Flu Shot Clinic Serves Double Duty as Disaster-Planning Scenario

Planning for the worst while helping city residents feel their best.

Alexandria is in the grip of a medical emergency. A mysterious strain of influenza is creating a deadly health crisis, and it doesn’t seem to be responding to the standard flu vaccine. City health officials are putting out an all-points-bulletin to residents, urging them to come to one of a series of eight pods dispensing a special vaccine.

Wait. Calm down. It’s just a disaster planning scenario.

The annual exercise will be conducted this weekend at Cora Kelly Recreation Center. Fortunately for city residents, it’s also an opportunity to get a free flu shot while also meeting a mandate from the Centers for Disease Control and Prevention to demonstrate an ability to dispense medical counter-measure. The training drill is a way for health officials to plan for the worst while helping city residents feel their best.

“We also practice our request and receipt of vaccine from the strategic national stockpile,” said Zvi Gruenspecht, public health emergency management coordinator at the Alexandria Health Department. “The scenario is that we receive it, and we are able to vaccinate. If we only received a certain amount, we would vaccinate as many as we can.”

It all started back in 2009, when a respiratory disease known as swine flu was sweeping the nation. The standard seasonal vaccine didn't work against this particular strain of influenza, which was alarming because it struck young and healthy people in a way that doesn’t usually. It became an epidemic and then an international pandemic. That accelerated a need for mass vaccinations, leading health officials to consider combining disaster planning scenarios with flu shot clinics.

“After H1N1 settled down, health departments in Virginia said we need to keep doing this to keep our skills,” said Alexandria Health Department Director Stephen Haering. "And, oh by the way, why don’t we use this flu vaccine that we’re using for the exercise to see how efficient we are but also serve folks who might not otherwise get the flu vaccine.”

THE DISASTER PLANNING scenarios play out across the state every year in each of the 34 health districts. The Virginia Department of Heath uses $200,000 of federal grant money from the CDC to purchase 20,000 doses. Each of the local health districts collects information on how many people are vaccinated and any kind of problems that might arise, and those numbers are compared to previous years to see if they are making progress.

“We measure the throughput, how quickly it takes people to go through a clinic,” said Bob Mauskapf, director of emergency preparedness with the Virginia Department of Health. "Some of them are walk through, and some of them are drive through. So we’ve tested both of those modalities.”

Over the years Virginia health officials have been conducting these disaster scenario flu shots, they’ve run through several different kinds of scenarios, everything from health emergencies like smallpox and influenza to terrorist threats like anthrax and the plague. Mauskapf says the annual exercises have been successful in improving the efficiency of health districts to put people through a mass vaccination clinic. The department often works with partners like the local hospital or emergency services. Here in Alexandria, the Medical Reserve Corps and ALIVE help facilitate.

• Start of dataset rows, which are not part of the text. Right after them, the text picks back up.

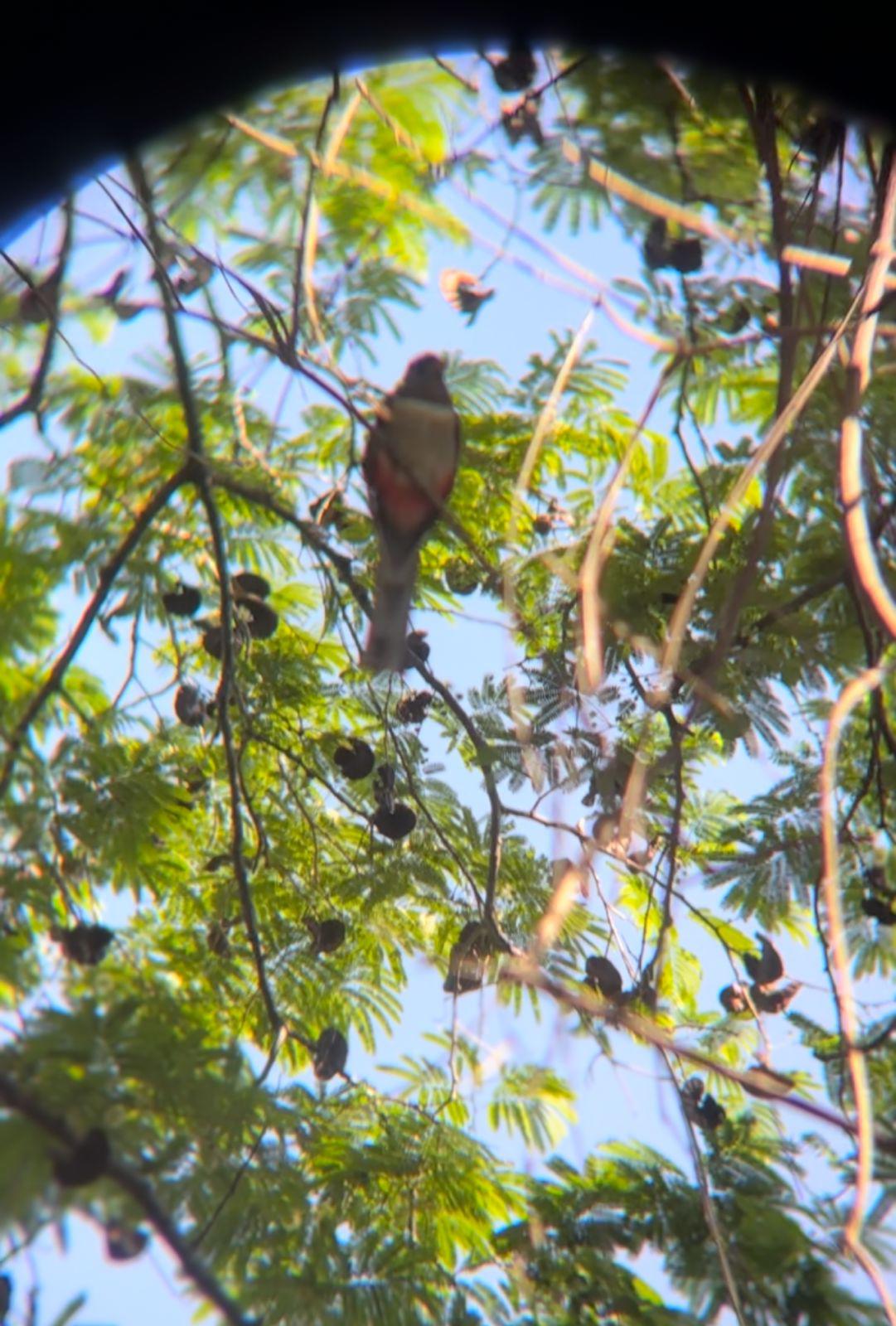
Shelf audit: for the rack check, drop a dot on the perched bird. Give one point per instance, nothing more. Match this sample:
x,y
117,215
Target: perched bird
x,y
734,999
768,967
601,974
409,464
774,1000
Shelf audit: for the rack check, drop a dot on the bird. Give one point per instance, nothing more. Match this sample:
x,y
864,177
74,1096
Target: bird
x,y
768,967
409,463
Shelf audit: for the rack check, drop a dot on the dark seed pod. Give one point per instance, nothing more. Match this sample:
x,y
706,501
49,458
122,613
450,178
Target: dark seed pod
x,y
330,1053
690,1094
190,706
385,786
247,583
522,123
37,302
182,601
85,1162
218,941
517,70
214,641
768,967
84,945
413,707
464,972
124,1243
656,254
462,577
685,255
734,999
263,620
774,1001
395,824
822,138
199,272
710,1114
601,974
356,760
875,878
418,646
327,935
882,910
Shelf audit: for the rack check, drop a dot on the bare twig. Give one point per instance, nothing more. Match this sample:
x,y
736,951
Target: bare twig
x,y
858,536
138,1190
32,397
199,477
106,580
851,695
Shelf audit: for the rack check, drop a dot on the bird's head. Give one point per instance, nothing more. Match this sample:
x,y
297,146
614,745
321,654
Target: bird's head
x,y
424,375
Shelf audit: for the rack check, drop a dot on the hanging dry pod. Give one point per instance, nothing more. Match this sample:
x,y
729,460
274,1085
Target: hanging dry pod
x,y
395,824
601,974
84,1164
190,706
263,620
354,760
84,943
418,647
327,935
182,601
249,583
330,1053
413,707
124,1243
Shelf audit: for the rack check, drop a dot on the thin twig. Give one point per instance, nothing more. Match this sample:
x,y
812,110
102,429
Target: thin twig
x,y
108,574
858,536
851,695
138,1190
32,397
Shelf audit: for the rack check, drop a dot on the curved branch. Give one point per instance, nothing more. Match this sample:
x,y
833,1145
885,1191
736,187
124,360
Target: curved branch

“We try to hook it into, wherever possible, vulnerable populations, and folks that might not otherwise have access to flu vaccines,” said Mauskapf. “This is something we intend on continuing into the future as long as the funding is available.”

THE FIRST DISASTER planning flu shot clinic in Alexandria was conducted in 2011 in two locations on the same day, one at Cora Kelly Recreation Center and another at the Church of the Resurrection. Over the years, the exercise have been conducted at Ladrey Senior Building, the Annie B. Rose House and the city school system’s bus barn. In the early years, the clinics lacked some efficiency because entrances and exits were not clearly marked. So that was one of the first lessons of moving people quickly in and out.

“Our coolers now are much more state of the art, and you can actually see the temperature without opening the cooler,” said Haering. “Now we have portable coolers that we can see the temperature instead of the health-care provider or nurse opening it up and looking at the thermometer because the minute you open the door you are losing the coolness.”

Some of the changes were simple, like changing the brand of bandages that were difficult for the nurses to open. Others took some more forethought, like including signs in multiple languages and pictograms. One of the key additions that happened over the years city officials have been conducting the exercises is to include a logistics person who can handle issues as they arise, leaving nurses to continue vaccinating while the problems are fixed. And although the scenarios have a fictional crisis, the exercise are more focused on coordinating resources rather than focusing on particular disaster scenarios.

“There is no anthrax plan on the shelf. It’s not a plan for plague or tularemia,” said Gruenspecht. "We have a plan for provision of antibiotics or provision of vaccine. It’s a capability-based response function.”